Kommunikationskette für Quanteninformationen

München/Garching – In der Quantenkommunikation lassen sich Informationen abhörsicher verschlüsseln, doch die Daten über weite Strecken zu übertragen, ist weiterhin eine Herausforderung. Zwar verschränkten Wissenschaftler bereits Photonen in einem Abstand von 140 Kilometern, doch um Informationen noch weiter übermitteln zu können, muss ein sogenannter Quantenrepeater zwischengeschaltet werden. Er sorgt dafür, dass die Informationen nicht durch Verluste bei der Weiterleitung verloren gehen. Forscher haben dazu nun ein System entwickelt, bei dem sie Rubidiumatome über zwanzig Meter verschränkten und ein Signal erhielten, wenn der Vorgang erfolgreich war. Auf diese Weise könnten Quanteninformationen über eine Kette von Systemen weitergeben werden und die Übertragungsstrecke deutlich erhöht werden. Das Team berichtet über seine Methode in der Zeitschrift „Science“.
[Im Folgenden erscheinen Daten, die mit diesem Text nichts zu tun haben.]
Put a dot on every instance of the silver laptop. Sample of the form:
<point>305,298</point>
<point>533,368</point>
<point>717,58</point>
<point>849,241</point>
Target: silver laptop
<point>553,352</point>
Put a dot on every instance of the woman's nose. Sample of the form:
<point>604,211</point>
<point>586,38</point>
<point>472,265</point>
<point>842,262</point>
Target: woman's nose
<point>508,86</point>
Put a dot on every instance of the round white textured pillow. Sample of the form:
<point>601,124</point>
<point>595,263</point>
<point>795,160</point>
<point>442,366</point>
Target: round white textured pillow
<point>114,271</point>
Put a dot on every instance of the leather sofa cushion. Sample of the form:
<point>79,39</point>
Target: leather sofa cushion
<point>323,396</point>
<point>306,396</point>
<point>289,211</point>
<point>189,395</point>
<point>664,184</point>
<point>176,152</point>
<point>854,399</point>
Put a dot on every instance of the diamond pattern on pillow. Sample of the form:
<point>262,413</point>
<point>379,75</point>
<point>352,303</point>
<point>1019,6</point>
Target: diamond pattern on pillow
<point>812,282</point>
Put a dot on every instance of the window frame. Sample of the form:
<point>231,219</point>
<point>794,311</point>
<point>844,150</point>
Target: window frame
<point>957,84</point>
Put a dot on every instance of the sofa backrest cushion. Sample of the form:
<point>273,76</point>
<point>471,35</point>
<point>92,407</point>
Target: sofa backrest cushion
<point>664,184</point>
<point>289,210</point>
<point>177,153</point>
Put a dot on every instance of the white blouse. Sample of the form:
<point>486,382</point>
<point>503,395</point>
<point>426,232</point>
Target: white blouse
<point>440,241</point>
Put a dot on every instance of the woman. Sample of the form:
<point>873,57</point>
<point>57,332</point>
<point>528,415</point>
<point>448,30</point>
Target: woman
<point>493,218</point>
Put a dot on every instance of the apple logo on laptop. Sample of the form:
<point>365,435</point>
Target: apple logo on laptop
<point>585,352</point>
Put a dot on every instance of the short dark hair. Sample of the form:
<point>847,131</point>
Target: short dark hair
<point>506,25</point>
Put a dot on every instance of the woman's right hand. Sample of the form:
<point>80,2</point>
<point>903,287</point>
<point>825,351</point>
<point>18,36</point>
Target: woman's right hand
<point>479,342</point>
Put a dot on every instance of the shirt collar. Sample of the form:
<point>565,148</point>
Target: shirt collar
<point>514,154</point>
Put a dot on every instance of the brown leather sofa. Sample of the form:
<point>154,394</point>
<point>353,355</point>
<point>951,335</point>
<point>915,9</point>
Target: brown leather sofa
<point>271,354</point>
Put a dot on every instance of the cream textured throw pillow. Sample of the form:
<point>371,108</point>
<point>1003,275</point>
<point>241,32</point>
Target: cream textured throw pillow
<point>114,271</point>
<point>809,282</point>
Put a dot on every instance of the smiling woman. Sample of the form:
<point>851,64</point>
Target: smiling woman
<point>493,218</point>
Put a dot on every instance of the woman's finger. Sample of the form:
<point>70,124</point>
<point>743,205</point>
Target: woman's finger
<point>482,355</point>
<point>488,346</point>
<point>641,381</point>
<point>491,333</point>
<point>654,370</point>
Künstlerische Darstellung des Versuchaufbaus, zwei Atome sind in einiger Entfernung zueinander angeordnet, ihre Verschränkung wird durch eine violette Wolke dargestellt, die sich zwischen den Atomen erstreckt. Beide senden ein Photon an einen Detektor, der etwas weiter hinten in der Mitte zwischen den Atomen steht. Die Photonen sind als rötliche Wolken zwischen Atomen und Detektor dargestellt.
Schema des Versuchaufbaus

In zwei Laboren fingen die Forscher von der LMU München und dem Max-Planck-Institut für Quantenoptik in Garching je ein Rubidiumatom mit fokussiertem Laserlicht in einer sogenannten optischen Dipolfalle ein. Anschließend wurden die Atome mit einem weiteren Laser angeregt, sodass sie jeweils ein Photon aussendeten. Diese Photonen leiteten die Forscher anschließend über ein Glasfaserkabel zu einem halbversilberten Spiegel und brachten sie dort zur Überlagerung. Nur wenn die beiden Photonen an verschiedenen Seiten des Spiegels nachgewiesen wurden, war die Verschränkung bestätigt. Die Forscher erkannten also die Verschränkung, ohne dass sie in das System eingreifen und es zerstören mussten. Dies ist eine wichtige Voraussetzung für einen Quantenrepeater.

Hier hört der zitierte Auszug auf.